Pourtant récemment la « bande organisée » aurait pu être retenue , pour des affaires dans le Pas de Calais avec le financement d’un grand parti politique, également contre des syndicalistes en charge de CE qui s’arrangeaient pour l’utilisation de fonds à des fins privées, ou dans des collectivités avec les attributions de marché illicites que les membres de la commission de dépouillement ont validés sans trop se poser de questions. Pourquoi ça n’ouvre pas la voie à la même incrimination contre tous ceux qui dans ces affaires organisaient/profitaient ou qui au minimum savaient qu’il se passait quelque chose mais n’ont rien dit et rien dénoncé?

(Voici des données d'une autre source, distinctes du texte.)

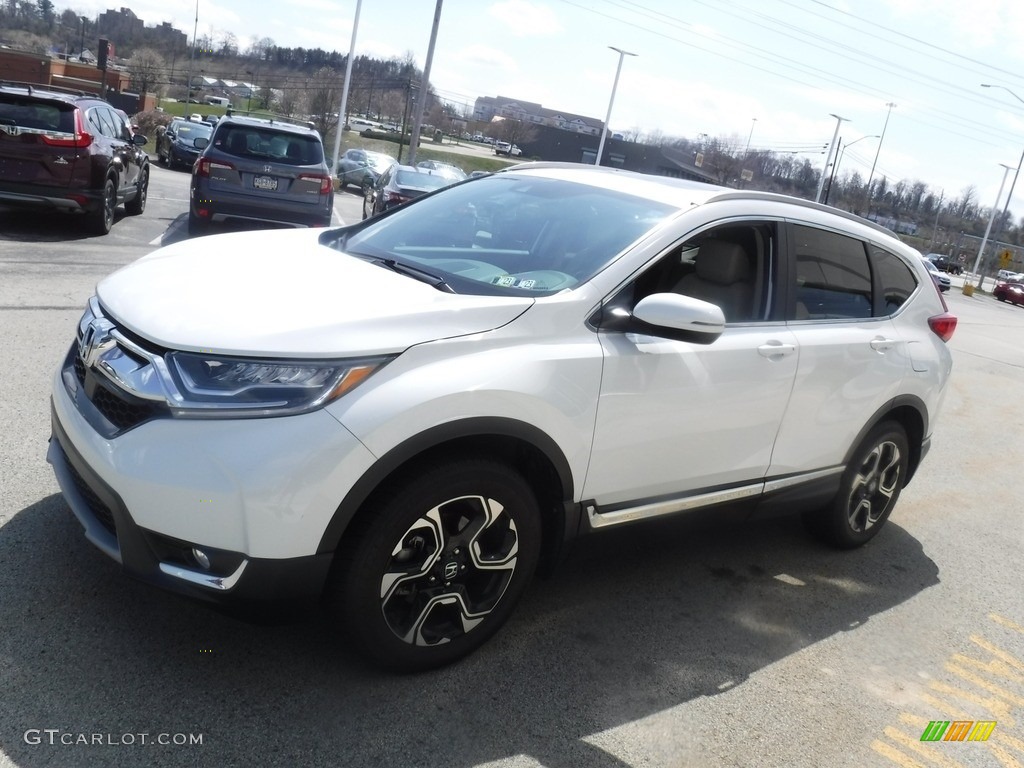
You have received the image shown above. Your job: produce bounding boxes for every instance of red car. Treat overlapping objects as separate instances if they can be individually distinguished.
[994,279,1024,306]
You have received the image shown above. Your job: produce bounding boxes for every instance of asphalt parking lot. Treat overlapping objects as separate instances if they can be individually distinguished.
[2,169,1024,767]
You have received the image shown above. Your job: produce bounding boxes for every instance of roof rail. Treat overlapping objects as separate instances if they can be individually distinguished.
[0,80,92,96]
[237,110,316,131]
[706,190,896,238]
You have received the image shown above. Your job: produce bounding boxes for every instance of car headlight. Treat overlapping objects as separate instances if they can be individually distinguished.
[166,351,392,417]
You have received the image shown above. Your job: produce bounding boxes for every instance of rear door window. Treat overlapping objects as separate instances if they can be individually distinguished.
[790,224,872,319]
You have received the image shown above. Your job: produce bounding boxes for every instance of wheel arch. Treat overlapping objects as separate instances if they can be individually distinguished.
[316,417,578,567]
[844,396,928,485]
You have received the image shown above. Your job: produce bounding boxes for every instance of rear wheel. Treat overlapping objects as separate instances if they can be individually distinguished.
[361,184,374,220]
[125,168,148,216]
[87,177,116,235]
[187,210,209,237]
[803,421,909,549]
[327,458,542,672]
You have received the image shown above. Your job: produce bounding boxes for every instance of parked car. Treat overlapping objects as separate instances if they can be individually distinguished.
[336,148,397,192]
[188,114,333,236]
[415,159,467,182]
[0,83,150,235]
[156,118,213,169]
[494,141,522,157]
[921,257,950,292]
[48,165,956,673]
[361,163,457,219]
[994,277,1024,306]
[926,253,963,274]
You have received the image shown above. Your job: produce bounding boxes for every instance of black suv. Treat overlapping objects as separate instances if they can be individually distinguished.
[0,83,150,235]
[188,114,333,236]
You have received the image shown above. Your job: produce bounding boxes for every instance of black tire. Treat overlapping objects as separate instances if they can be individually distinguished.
[87,177,116,235]
[803,421,909,549]
[361,185,374,220]
[187,210,209,237]
[125,168,148,216]
[327,457,542,672]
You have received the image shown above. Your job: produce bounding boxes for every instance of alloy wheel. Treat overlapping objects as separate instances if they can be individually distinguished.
[380,494,519,647]
[845,439,902,533]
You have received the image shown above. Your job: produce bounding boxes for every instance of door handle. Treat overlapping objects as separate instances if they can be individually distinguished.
[758,342,796,359]
[870,337,896,352]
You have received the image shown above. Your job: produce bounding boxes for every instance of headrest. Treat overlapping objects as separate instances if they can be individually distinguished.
[696,240,752,285]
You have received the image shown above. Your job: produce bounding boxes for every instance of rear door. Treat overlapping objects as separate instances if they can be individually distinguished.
[766,222,914,475]
[0,93,84,189]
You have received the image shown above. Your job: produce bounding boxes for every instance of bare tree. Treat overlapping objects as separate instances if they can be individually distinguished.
[306,66,341,136]
[128,48,166,96]
[492,117,537,147]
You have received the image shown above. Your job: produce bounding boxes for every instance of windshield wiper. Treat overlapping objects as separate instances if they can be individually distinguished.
[364,256,455,293]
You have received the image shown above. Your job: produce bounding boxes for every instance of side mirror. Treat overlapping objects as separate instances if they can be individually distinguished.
[133,133,148,147]
[194,137,209,149]
[629,293,725,344]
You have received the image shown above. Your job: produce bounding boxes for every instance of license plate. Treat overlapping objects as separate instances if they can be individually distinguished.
[253,175,278,191]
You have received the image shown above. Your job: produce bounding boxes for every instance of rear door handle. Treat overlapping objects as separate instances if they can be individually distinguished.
[870,337,896,352]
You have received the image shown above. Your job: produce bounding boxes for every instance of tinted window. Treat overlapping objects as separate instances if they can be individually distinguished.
[214,126,324,165]
[0,96,70,132]
[792,224,872,320]
[870,246,919,315]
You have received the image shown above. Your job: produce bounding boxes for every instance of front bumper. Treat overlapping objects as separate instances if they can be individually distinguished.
[48,410,333,608]
[48,352,378,608]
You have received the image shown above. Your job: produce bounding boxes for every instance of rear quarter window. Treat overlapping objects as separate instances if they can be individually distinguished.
[869,245,919,315]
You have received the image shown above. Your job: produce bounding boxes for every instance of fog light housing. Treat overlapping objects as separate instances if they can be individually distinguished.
[192,547,211,570]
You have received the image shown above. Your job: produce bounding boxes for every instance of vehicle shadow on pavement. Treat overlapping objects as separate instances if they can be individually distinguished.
[0,210,126,242]
[0,494,938,768]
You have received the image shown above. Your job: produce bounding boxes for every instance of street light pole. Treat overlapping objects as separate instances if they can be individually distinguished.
[980,84,1024,247]
[823,133,880,205]
[184,0,199,113]
[744,117,757,154]
[815,113,847,203]
[595,46,636,166]
[863,101,896,213]
[970,163,1014,291]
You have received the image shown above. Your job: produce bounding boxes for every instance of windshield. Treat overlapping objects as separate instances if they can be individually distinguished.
[330,174,675,296]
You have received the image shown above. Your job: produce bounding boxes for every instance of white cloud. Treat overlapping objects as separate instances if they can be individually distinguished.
[488,0,562,37]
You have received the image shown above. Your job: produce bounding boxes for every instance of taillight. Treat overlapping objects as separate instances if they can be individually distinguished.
[928,313,957,342]
[40,108,92,148]
[299,173,332,195]
[196,158,234,177]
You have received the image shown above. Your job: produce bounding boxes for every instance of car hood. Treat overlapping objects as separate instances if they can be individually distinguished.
[96,229,534,357]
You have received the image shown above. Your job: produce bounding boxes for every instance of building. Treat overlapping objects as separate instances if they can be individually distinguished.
[473,95,603,136]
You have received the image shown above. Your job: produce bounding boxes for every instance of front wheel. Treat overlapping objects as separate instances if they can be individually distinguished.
[327,458,542,672]
[803,421,909,549]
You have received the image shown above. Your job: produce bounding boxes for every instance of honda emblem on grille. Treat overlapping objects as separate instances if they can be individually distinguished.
[263,164,273,173]
[79,319,116,368]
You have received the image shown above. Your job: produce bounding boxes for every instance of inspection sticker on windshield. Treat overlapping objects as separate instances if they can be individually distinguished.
[494,275,516,287]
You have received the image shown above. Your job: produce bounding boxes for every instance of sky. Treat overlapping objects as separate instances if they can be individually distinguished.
[69,0,1024,214]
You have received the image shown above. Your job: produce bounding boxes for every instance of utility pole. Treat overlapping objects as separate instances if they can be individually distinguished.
[406,0,443,167]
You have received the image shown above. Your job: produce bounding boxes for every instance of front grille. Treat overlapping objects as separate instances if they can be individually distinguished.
[90,382,162,432]
[65,458,116,536]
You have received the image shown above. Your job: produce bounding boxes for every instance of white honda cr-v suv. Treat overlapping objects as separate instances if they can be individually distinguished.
[48,163,956,671]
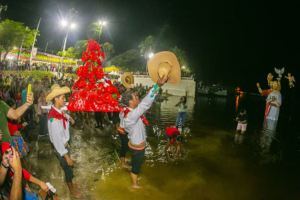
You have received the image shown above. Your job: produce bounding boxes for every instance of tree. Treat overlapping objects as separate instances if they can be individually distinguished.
[86,23,101,41]
[0,19,38,61]
[111,49,144,72]
[101,42,114,60]
[74,40,87,58]
[170,46,187,66]
[138,35,155,59]
[56,47,76,59]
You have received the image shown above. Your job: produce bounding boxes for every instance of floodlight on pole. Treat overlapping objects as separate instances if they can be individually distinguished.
[98,20,107,43]
[70,23,76,29]
[148,52,154,59]
[62,20,67,27]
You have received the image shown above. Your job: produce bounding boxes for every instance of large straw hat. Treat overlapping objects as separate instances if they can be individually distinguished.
[46,84,70,102]
[147,51,181,85]
[121,72,134,89]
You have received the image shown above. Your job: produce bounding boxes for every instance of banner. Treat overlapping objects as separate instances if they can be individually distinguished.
[32,47,37,58]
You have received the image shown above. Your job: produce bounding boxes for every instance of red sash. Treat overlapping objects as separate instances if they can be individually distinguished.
[48,107,68,129]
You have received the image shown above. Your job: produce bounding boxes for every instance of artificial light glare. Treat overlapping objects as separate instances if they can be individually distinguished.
[182,66,186,69]
[62,20,67,27]
[70,23,76,29]
[148,53,154,58]
[102,21,107,25]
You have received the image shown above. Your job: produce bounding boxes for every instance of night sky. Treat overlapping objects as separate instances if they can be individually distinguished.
[2,0,300,91]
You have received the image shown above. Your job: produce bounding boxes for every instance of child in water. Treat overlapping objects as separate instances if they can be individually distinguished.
[236,109,248,134]
[165,127,184,159]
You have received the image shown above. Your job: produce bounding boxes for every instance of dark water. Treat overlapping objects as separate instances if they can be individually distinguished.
[89,94,300,200]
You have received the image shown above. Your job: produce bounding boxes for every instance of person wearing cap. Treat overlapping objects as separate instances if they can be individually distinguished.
[164,127,184,159]
[0,86,33,144]
[236,109,248,134]
[46,84,83,198]
[0,142,50,199]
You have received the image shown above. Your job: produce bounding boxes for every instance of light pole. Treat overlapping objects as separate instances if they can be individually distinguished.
[98,21,106,43]
[146,52,153,73]
[44,42,48,53]
[60,21,76,67]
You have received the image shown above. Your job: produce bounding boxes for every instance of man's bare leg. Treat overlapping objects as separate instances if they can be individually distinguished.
[67,182,83,198]
[131,172,142,188]
[121,157,130,169]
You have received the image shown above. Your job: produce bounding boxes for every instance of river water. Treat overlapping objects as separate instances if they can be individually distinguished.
[25,94,300,200]
[86,94,300,200]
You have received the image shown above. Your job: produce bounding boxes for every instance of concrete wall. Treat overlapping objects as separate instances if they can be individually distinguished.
[134,77,196,97]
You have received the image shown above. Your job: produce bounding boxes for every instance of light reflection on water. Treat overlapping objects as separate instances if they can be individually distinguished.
[87,95,300,199]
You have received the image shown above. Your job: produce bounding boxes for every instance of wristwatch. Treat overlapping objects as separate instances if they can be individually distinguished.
[1,162,9,169]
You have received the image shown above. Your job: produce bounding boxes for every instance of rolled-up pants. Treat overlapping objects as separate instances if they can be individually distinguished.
[129,148,145,175]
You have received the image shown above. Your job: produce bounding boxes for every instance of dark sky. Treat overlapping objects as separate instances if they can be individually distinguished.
[2,0,300,90]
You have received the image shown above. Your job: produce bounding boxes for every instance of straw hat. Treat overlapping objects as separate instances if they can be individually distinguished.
[121,72,134,89]
[46,84,70,102]
[147,51,181,85]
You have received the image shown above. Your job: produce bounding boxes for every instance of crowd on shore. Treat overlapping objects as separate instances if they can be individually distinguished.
[0,60,76,74]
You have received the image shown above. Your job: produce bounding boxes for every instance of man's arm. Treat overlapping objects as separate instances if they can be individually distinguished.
[7,92,33,120]
[125,76,167,124]
[9,147,22,200]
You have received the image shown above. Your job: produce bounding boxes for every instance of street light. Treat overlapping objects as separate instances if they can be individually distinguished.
[98,21,106,43]
[62,20,67,27]
[60,20,76,67]
[148,52,154,59]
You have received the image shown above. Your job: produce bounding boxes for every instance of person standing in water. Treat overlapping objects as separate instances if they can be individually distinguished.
[175,96,187,132]
[121,76,167,188]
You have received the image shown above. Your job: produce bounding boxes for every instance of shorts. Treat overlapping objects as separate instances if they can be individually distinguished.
[165,133,171,139]
[237,123,247,131]
[112,111,120,124]
[129,148,145,175]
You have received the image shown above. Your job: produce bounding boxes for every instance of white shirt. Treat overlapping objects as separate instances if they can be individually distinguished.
[48,106,70,156]
[178,103,187,112]
[123,86,159,145]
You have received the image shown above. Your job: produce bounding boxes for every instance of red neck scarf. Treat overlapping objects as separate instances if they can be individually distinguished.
[124,108,149,126]
[48,107,68,129]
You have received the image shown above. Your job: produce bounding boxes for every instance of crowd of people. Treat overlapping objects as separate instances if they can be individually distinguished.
[0,60,77,74]
[0,68,189,198]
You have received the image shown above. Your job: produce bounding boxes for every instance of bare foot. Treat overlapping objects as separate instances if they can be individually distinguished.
[132,185,142,189]
[73,184,84,189]
[71,191,83,198]
[121,164,131,169]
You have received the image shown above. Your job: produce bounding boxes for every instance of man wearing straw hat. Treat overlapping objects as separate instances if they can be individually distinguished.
[46,84,83,198]
[121,51,180,188]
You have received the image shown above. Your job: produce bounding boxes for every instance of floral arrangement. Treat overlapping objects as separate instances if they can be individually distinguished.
[67,39,122,112]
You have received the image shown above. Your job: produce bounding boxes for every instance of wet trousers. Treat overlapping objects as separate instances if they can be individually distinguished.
[55,145,74,182]
[129,148,145,175]
[176,112,186,128]
[119,133,129,157]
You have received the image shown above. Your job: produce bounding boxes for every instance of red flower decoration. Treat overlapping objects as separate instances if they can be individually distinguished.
[102,93,112,103]
[68,39,121,112]
[109,98,119,107]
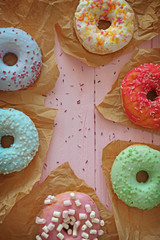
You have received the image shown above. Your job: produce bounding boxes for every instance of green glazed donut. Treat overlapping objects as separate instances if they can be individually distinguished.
[111,145,160,210]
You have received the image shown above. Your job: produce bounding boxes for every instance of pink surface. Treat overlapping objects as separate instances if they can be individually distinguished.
[42,34,160,211]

Je pense qu’il n’y a pas « d’au-delà » de la présomption d’innocence en la matière, car
l’atteinte à cette présomption est caractérisée « lorsqu’une personne est, avant toute condamnation, présentée publiquement comme étant coupable de faits faisant l’objet d’une enquête ou d’une instruction judiciaire ».
La garde à vue est un moyen pour enquêter et non une déclaration de culpabilité.
De plus, à la lecture de l’article suivant, il apparait que des convocations simultanées ont bien eu lieu.http://www.lefigaro.fr/flash-actu/2013/06/27/97001-20130627FILWWW00693-tapie-garde-a-vue-de-bruneau-levee.php
Vous avez juridiquement raison. Mediatiquement je vous laisse en juger..La référence à l’article cité nous indique aussi qu’une simple lettre de courtoisie suffit à vous faire placer en garde a vue dans ce pays désormais. Comme une interpellation un peu agitée suffit à envoyer en prison pour deux mois sans droit de visite un jeune élève ingénieur
On a la photo du beau gosse, le bouquin (« Un scandale d’Etat, Oui! Mais pas celui qu’ils vous racontent » (Editions Plon, 230 pages, 14,9 euros), voici le son : http://www.youtube.com/watch?v=uSGAWaGt3lM; come on, girls and boys !
Ah Oscar, le syndicaliste de ceux qui ont les poches pleines, vivement votre prochain article, il portera sur quoi, le scandaleux emprisonnement de Bernard Madoff?
Syndicaliste…je pourrais mal le prendre. Mais finalement ça me va mieux que lyncheur anonyme ou procureur bénévole. Chacun son truc maël.